なんだか、以前より「大作に会いたい度」が増している気がする。堪え性がなくなったように思う。
「恋の病は、かかってしまえば重くなる一方というわけか…」
呟いてからフッと翳りのある微笑をたたえた。その途端、なんの前置きなしに横から衝撃波をくらわされ、幻夜はあえなくふっとんだ。
「なっな、なんのつもりですアルベルトどの!」
懸命にわめくが、まだ頭が椅子にめり込んだ状態なので声がくぐもっている。
「いや、別に。この部屋に用があって入ったら、なにやら目障りで不愉快ななにかが居たので、排除しただけのことだ」
イヤミなのはそれを淡々と言うことだった。つかつかと部屋の隅の大きな書棚に行き、本を探している。
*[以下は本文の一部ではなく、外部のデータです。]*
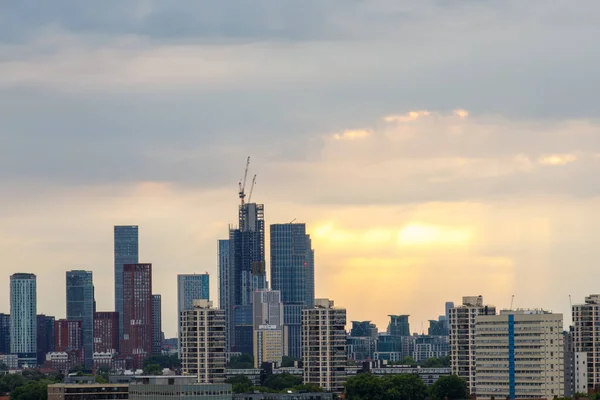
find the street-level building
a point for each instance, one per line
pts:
(519, 355)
ずぼ、と頭を抜く。長い髪がひっからまってもつれてむちゃくちゃになっているのを懸命にほどきながら、
「言いたいことがあるのならはっきり言ったらどうです」
「そうか。では、目障りで不愉快だから、顔を見せるな」
幻夜はその顔を憎々しげににらみつけてから、ため息をつき、
「見たくもない顔はいくらでも見られるというのに。ああ。貴殿の首から上をすげかえさせてもらえませんか」
「勝手に人の首をひっこぬかないでもらおう。そんなにあの乳臭い子供が恋しければ真面目に会いに行け。そして戻ってくるな」
葉巻で窓の外を示される。
「本当に底意地の悪いひとだ。そんなことができるわけがないと知っていながらわざわざ。なるほど性格が悪いので頭の形もシリのようになったのだな」
「どさくさに紛れて何を言っとるかきさま。なにが底意地が悪いだ。気味の悪いため息をはぁはぁはぁはぁ聞かせる暇があったら、とっとと会いにいけと言っとるのだ。それでもう戻ってくるな」
「最後のフレーズを何度も繰り返さなくて結構です。そう簡単に会いにいける訳がないではないか、あっちは国際警察機構に居るのだ。わたしがのこのこ会いに行って、おやいらっしゃいと言って会わせてくれるわけがないだろう」
「だったらほっかむりでもして行けばいいだろう。そのうっとおしい髪が見えないだけで貴様とは気付かないかも知れんぞ」
頭がシリの形と評された同僚は、本気で言ったのでは勿論なく、やはり単なる意地悪というか、ほっかむりをして国際警察機構に乗り込んで挙句捕まっている幻夜の姿を思い浮かべて、ちょっと溜飲を下げた、という程度の戯言だったのだろう。
しかし、「知れんぞ」の後、はっはー!と笑った同僚の顔を見つめたきり、幻夜は動かなくなった。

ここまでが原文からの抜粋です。